Opener: The Potato Pirates. The usual Potato Pirates “fan club” was surprisingly absent that evening; there were no studded outfits and only a few people sported Mohawks. Most shows the Denver band plays are packed with teenyboppers who seem to only like The Potato Pirates–they usually leave before the main act. Singer/guitarist Vinny Capaldo-Smith even asked the crowd if anyone had seen them perform before; most of the fans they usually play for sport the band’s logo on anything they can, leaving no question as to which band they were supporting. The band’s set list was solid; they played some crowd favorites like “Work Horse” and “Fuck the Radio,” a new song called “Thinkin’ Bout Drinkin’” and the often asked for but seldom played track “Williams Street.” The Potato Pirates played with even more energy than usual. The sound system was great, Capaldo-Smith’s lyrics were clear, however Scott Risch’s (vocals, bagpipes, keg drum) microphone could’ve been louder. Andrew Williams’ (bass) and Steve Stackhouse’s (drums) microphones were the perfect volume; their sound shook the wood floor of the venue without reverberating in your ears. The band had great stage presence. At one point Risch jumped into the pit while singing, shoving several people around him. The Potato Pirates finished with “A Lesser Man,” a great track with an amazing performance by Risch on the bagpipes. Even though some of the crowd was unfamiliar with the music, the band had the whole crowd dancing around to Stackhouse’s superb drumming and chanting when appropriate.
Opener: Allister. The Back to the Future theme song played as the Chicago-based band Allister arrived onstage, perhaps alluding to the band’s three-year hiatus, which ended in 2010. They started their set with the “Scratch,” a great song to start a great set with (the popular track was featured on the video game Project Gotham Racing 2). The pit area of the venue was packed mainly with girls, which is rare for Punk shows in general, but a common site for Pop-Punk bands. It was the first time the band played at the Bluebird and eight years since they played Denver in general, playing last with the band Mest. The area around the stage was filled with dedicated fans, singing along to all their favorite lyrics, but looking past them there were many people who didn’t seem to know any of the band’s music. Allister had great energy; one guitarist, Kyle Lewis, threw his guitar over his shoulder and the members jumped around stage, they looked as though they were having a genuinely good time. This was enough to get the crowd going, people were dancing and the crowd clapped appropriately during “Runaway.”

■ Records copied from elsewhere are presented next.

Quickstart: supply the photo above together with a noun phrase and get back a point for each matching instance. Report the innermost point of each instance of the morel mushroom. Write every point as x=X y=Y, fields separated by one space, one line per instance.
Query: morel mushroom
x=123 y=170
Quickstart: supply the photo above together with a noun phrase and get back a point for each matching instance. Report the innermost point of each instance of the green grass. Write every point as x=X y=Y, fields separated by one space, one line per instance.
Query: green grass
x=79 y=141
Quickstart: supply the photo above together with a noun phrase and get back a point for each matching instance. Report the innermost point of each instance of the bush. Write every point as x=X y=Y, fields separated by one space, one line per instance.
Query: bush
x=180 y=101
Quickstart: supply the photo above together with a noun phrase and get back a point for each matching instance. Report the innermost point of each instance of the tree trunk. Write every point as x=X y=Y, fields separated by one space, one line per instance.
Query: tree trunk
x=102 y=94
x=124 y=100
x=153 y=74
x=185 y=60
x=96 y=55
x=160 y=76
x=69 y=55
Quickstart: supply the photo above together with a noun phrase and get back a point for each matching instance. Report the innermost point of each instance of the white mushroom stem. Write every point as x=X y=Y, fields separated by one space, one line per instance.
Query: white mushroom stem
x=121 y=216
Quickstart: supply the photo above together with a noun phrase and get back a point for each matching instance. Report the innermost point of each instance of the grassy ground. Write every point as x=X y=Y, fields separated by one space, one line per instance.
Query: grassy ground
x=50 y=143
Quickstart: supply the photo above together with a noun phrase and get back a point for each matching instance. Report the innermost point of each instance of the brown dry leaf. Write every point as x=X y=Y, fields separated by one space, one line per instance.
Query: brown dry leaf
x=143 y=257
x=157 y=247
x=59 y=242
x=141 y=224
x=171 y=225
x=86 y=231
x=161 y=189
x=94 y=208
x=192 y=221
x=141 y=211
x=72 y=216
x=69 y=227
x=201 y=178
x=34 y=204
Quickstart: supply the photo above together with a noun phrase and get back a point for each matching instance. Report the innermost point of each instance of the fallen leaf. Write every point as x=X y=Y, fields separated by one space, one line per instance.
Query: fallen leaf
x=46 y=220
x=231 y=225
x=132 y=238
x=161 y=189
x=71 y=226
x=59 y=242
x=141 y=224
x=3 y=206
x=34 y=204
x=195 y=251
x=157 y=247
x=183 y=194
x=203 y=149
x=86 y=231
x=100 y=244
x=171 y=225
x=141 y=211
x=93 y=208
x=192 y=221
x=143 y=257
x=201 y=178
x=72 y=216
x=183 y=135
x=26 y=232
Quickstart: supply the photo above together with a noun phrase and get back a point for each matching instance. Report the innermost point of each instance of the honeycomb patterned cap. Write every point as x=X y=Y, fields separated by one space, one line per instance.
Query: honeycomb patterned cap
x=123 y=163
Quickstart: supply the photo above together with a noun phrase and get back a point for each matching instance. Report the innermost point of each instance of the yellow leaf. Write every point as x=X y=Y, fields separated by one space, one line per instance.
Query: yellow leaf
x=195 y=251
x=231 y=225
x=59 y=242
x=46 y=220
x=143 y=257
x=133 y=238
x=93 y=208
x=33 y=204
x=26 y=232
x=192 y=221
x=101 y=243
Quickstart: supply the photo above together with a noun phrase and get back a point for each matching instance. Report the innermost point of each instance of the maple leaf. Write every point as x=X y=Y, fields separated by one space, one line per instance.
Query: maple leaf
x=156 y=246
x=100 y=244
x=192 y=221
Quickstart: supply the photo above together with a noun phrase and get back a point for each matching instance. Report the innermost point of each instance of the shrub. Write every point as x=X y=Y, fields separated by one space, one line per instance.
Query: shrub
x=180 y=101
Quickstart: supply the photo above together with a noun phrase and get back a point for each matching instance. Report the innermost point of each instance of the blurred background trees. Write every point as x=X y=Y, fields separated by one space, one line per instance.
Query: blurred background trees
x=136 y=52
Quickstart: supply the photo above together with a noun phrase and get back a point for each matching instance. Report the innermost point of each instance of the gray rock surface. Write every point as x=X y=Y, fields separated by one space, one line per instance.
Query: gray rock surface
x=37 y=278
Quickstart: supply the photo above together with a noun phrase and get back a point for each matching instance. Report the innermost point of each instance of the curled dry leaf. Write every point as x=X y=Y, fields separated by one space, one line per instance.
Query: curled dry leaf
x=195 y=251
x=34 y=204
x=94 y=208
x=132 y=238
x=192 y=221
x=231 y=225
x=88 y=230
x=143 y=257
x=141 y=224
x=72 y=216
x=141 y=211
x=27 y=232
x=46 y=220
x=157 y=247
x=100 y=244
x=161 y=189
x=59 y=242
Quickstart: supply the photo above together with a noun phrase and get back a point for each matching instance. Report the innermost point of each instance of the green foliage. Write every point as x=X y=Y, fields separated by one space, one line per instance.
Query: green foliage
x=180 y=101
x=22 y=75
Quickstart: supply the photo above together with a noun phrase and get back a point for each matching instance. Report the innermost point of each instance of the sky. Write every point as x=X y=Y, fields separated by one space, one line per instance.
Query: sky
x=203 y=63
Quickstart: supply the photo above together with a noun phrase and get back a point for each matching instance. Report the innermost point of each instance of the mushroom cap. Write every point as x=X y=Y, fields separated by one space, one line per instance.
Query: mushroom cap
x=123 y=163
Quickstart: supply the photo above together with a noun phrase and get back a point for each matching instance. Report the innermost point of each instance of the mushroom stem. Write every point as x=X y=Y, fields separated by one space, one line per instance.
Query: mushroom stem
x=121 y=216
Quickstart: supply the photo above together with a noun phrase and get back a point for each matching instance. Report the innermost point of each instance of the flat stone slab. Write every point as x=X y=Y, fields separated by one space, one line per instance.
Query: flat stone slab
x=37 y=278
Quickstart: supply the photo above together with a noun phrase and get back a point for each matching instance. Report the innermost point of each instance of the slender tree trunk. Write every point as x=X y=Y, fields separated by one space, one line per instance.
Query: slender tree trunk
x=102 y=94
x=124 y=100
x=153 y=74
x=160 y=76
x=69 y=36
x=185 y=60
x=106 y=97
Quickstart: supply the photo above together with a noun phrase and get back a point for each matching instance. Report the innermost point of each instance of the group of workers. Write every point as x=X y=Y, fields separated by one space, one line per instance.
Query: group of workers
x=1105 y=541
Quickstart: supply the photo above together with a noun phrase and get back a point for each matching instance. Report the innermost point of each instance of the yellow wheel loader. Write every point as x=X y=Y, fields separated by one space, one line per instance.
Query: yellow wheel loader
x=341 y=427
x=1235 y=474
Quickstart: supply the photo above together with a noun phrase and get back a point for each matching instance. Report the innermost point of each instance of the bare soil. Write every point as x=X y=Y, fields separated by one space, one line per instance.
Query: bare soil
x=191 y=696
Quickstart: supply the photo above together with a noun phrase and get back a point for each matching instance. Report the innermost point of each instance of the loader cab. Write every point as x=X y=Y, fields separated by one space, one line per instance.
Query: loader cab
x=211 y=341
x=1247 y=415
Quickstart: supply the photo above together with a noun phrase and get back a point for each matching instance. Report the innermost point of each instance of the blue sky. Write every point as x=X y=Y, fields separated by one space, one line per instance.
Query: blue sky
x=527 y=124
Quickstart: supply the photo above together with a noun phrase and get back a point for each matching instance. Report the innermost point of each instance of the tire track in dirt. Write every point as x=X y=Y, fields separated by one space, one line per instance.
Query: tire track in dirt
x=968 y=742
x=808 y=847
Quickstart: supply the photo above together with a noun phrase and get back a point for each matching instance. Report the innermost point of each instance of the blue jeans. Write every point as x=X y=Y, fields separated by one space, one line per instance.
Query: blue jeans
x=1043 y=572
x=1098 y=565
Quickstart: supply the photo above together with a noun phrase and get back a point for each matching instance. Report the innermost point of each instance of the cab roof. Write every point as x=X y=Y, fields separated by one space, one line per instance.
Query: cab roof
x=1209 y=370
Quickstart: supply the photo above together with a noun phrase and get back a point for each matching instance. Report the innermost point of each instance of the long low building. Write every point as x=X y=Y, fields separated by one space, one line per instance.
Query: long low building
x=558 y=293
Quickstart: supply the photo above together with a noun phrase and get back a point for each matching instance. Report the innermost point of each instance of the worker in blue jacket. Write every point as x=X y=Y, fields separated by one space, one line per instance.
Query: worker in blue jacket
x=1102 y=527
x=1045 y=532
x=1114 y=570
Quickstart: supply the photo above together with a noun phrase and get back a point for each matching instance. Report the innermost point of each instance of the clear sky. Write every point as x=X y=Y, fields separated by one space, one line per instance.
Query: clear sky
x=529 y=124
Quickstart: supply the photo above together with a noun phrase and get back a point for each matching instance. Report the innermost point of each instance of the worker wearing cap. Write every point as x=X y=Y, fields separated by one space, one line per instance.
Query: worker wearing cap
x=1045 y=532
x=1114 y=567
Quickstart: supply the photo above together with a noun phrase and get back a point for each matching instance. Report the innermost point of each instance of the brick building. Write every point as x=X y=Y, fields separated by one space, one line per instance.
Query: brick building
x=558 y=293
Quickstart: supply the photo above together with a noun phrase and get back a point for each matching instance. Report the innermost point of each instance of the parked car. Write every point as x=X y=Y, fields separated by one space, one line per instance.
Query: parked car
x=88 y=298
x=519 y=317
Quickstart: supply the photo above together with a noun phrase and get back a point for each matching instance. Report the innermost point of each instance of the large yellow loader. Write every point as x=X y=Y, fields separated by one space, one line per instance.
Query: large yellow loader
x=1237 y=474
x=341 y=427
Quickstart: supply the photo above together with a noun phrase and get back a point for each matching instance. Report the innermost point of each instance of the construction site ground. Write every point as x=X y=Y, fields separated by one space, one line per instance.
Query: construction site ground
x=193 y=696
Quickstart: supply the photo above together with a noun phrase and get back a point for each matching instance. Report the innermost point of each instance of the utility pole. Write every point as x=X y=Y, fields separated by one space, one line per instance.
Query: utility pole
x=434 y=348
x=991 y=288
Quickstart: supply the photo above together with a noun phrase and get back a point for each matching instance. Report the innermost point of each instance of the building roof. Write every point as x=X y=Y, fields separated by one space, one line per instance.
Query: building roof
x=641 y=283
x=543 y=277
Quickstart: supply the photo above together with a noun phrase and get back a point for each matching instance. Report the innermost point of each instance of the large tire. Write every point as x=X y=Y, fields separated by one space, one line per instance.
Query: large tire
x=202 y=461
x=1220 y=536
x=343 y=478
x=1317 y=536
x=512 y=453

MxPx: The Bremerton, Washington based band MxPx played an awesome set Thursday night; many of the songs they played were from the album Life in General, including “Andrea,” “Move to Bremerton,” “Middlename,” “I’m Ok, You’re Ok,” and “Chick Magnet.” During the middle of the set, all the musicians in the band except Mike Herrera (vocals, bass) filed offstage, allowing him to do a solo acoustic performance. He played “Dead Man Walking,” a track from his other band, Tumbledown. This second band is labeled as Alternative Country, but the solo performance didn’t have the Country twang that Tumbledown performs with, just Herrera’s sweet and soulful voice, which hasn’t changed much over the past 21 years. Herrera also played a cover of the Rancid song “Olympia WA,” a song about a hanging out in a city an hour away from Herrera’s hometown of Bremerton. They also played “Screw Loose,” “Wrecking Hotel Rooms,” and “Lucky Guy.”
Herrera does a weekly podcast, and is very comfortable in front of a microphone; he talked and joked with the crowd throughout the show, garnering laughs when he mentioned that he went to the infamous Denver restaurant Casa Bonita, saying he didn’t get sick because he didn’t eat the food. The band walked offstage one more time during the set. Fans chanted “MxPx,” hoping for an encore, a request that the band obliged, finishing the set with “Doing Time,” and finally “Punk Rawk Show.” The band played all the crowd favorites, even some requests, and everyone left with giant smiles on their faces, ecstatic to have seen such an underrated but highly influential band.